A volte bisognerebbe avere l’istinto d’un giocatore di poker che sa fermarsi al momento giusto. Anche se non si sa giocare a carte, perché non si conoscono le regole o mai le si sono imparate, nonostante i bassi istinti continuino ad incitare solo perché si sta vincendo una partita.
Alzarsi
dal tavolo, quando è il momento, come liberarsi dal corpo per dare libero spazio
all’anima.
Semplice.
Eppure
non ce la facciamo.
Fuggiamo
anzi rifuggiamo.
Mistifichiamo
per giustificarci.
Perché
siamo schiavi.
Della
carne.
La
nostra.
Che
ci fa sensibili e suscettibili, avidi ed irresponsabili, subdoli e senza
scrupoli, aridi, goduriosi. Sappiamo di non dover stare ad alcun tavolo per
giocare tutto o poco, non per la paura di perdere, per non inquinare la natura
con ciò che non le appartiene. Ma non lo facciamo perché il richiamo è irresistibile.

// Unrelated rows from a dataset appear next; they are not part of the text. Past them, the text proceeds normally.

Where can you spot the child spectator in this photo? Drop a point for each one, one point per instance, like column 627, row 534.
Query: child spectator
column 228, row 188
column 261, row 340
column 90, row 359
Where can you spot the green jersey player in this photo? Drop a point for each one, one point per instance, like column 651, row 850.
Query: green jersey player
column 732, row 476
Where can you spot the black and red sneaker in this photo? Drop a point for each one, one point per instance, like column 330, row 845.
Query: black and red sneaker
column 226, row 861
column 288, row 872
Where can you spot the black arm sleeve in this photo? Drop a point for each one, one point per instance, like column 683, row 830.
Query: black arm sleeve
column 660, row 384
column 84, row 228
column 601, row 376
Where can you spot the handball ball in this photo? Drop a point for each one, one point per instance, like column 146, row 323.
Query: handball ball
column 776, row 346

“I denti della concupiscenza trafiggono con morsi dolci e soavi” e l’equilibrio
è tale solo in un preciso attimo. Quasi indecifrabile, eppure bramiamo per la
sua ricerca, pensando a quel puro brivido sensibile credendo che solo immaginandolo
possiamo essere vivi.
Siamo
in bilico, ce ne rendiamo conto, ma non facciamo niente per evitarlo. Abbiamo
presunzione e sfrontatezza, esaltiamo il nulla riconoscendogli addirittura l’equilibrio,
viviamo solo in fretta ciò che accade come fossero tutte occasioni irripetibili.
Perché
abbiamo il terrore del domani.
Del
dopo.
Del
poi.
Riuscendo
a godere solo di sensibilità epidermica continuando a rimandare quel pensiero.
Ma
il domani arriverà.
Quel
domani nel quale, invece, continueremo ad essere.